Check the status of the new RAID volume:

# cat /proc/mdstat 
Personalities : [raid10] 
md0 : active raid10 sdd[3] sdc[2] sdb[1] sde[0]
      209584128 blocks super 1.2 512K chunks 2 near-copies [4/4] [UUUU]
      [>....................]  resync =  0.7% (1534400/209584128) finish=15.8min speed=219200K/sec

Come on, our storage volumes are faster than that. Let’s speed it up a bit:

# sysctl -w dev.raid.speed_limit_max=99999999
# cat /proc/mdstat 
Personalities : [raid10] 
md0 : active raid10 sdd[3] sdc[2] sdb[1] sde[0]
      209584128 blocks super 1.2 512K chunks 2 near-copies [4/4] [UUUU]
      [====>................]  resync = 21.1% (44229312/209584128) finish=2.9min speed=925564K/sec

That’s more like it. Let’s put a XFS filesystem on the volume and get it mounted:

dnf -y install xfsprogs
mkfs.xfs /dev/md0
mkdir /mnt/raid
echo "/dev/md0 /mnt/raid xfs defaults,noatime 0 1" >> /etc/fstab
mount -a

## Getting KVM going
It’s time to get packages updated and installed:

dnf -y upgrade
dnf -y install libvirt libvirt-daemon* virt-install virt-manager xorg-x11-xauth gnome-icon-theme gnome-themes-standard dejavu*
systemctl start libvirtd
systemctl enable libvirtd

We can create a qcow volume and begin installing Fedora into a virtual machine:

qemu-img create -f qcow2 /mnt/raid/fedora-kvm.qcow2 20G
virt-install --name=fedora-kvm --ram=16384 \
    --vcpus=4 --os-variant=fedora21 --accelerate \
    --hvm --network network=default \
    --disk /mnt/raid/fedora-kvm.qcow2 \
    --location http://iad.mirror.rackspace.com/fedora/releases/22/Server/x86_64/os/ \
    --noautoconsole --graphics vnc --autostart

Logout and then ssh to the server again, this time with `-Y` for X forwarding.
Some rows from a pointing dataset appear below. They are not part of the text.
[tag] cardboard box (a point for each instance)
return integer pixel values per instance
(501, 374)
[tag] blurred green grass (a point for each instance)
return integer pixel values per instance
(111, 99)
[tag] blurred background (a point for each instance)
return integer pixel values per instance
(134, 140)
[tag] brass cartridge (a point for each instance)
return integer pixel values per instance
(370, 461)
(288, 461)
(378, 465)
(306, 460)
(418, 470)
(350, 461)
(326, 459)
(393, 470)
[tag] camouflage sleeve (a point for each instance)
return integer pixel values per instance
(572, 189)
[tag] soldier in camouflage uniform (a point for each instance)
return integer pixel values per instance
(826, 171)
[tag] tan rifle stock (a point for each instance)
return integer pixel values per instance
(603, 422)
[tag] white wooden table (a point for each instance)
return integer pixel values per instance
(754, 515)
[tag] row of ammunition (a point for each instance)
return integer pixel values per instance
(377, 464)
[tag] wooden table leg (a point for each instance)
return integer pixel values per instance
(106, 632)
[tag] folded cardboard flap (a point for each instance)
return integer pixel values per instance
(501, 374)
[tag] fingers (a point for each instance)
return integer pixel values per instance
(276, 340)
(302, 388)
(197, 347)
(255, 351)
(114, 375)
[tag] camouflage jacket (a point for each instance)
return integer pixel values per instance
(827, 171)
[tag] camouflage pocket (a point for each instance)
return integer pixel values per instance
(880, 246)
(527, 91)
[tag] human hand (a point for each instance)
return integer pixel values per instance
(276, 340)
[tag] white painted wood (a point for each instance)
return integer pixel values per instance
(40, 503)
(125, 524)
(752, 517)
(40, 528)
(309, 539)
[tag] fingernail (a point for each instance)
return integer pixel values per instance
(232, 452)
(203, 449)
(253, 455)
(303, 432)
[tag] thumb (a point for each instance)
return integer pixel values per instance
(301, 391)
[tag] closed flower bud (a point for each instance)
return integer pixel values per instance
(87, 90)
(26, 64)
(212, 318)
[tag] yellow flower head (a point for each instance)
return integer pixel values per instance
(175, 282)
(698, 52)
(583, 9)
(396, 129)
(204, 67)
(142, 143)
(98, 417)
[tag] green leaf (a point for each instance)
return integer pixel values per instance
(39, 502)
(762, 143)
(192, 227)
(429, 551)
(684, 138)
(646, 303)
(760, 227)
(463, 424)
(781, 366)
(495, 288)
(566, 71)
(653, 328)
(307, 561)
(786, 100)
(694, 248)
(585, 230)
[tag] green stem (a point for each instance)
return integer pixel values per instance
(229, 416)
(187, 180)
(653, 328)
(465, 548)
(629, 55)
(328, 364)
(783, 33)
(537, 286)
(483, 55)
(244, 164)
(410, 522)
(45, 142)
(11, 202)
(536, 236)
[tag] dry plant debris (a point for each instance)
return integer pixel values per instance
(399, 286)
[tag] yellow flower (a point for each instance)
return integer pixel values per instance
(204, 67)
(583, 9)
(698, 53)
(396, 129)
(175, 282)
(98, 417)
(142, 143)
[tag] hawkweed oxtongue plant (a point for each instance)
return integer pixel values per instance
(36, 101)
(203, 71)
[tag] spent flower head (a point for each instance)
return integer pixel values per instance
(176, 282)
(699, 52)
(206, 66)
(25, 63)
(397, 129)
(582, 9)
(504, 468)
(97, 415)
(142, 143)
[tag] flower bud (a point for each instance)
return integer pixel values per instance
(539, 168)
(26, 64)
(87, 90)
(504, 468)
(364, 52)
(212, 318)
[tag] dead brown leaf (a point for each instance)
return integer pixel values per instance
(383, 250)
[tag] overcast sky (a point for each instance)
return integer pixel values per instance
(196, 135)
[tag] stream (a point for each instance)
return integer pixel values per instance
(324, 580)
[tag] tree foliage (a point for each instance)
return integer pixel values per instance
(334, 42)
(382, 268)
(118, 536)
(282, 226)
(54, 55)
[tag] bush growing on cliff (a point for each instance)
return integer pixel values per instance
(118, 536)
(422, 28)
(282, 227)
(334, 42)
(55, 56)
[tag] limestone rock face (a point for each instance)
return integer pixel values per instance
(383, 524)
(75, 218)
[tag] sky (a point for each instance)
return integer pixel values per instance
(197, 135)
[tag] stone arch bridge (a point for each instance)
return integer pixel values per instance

Run `virt-manager` and verify that the VM is running.

virt-manager

Double-click on the virtual machine listed there and the anaconda installer should be on the screen.

OnMetal KVM VM

Let the installation complete and you’ll have a KVM virtual machine ready to roll!

Additional thoughts

Obviously, this is a very manual process. It could be automated with scripts, or an orchestration framework, like Ansible. In addition, deployment of virtual machines could be automated with OpenStack. However, my goal here was to demonstrate a new use case for OnMetal servers. I’ll add the automation to my long list of to-do’s.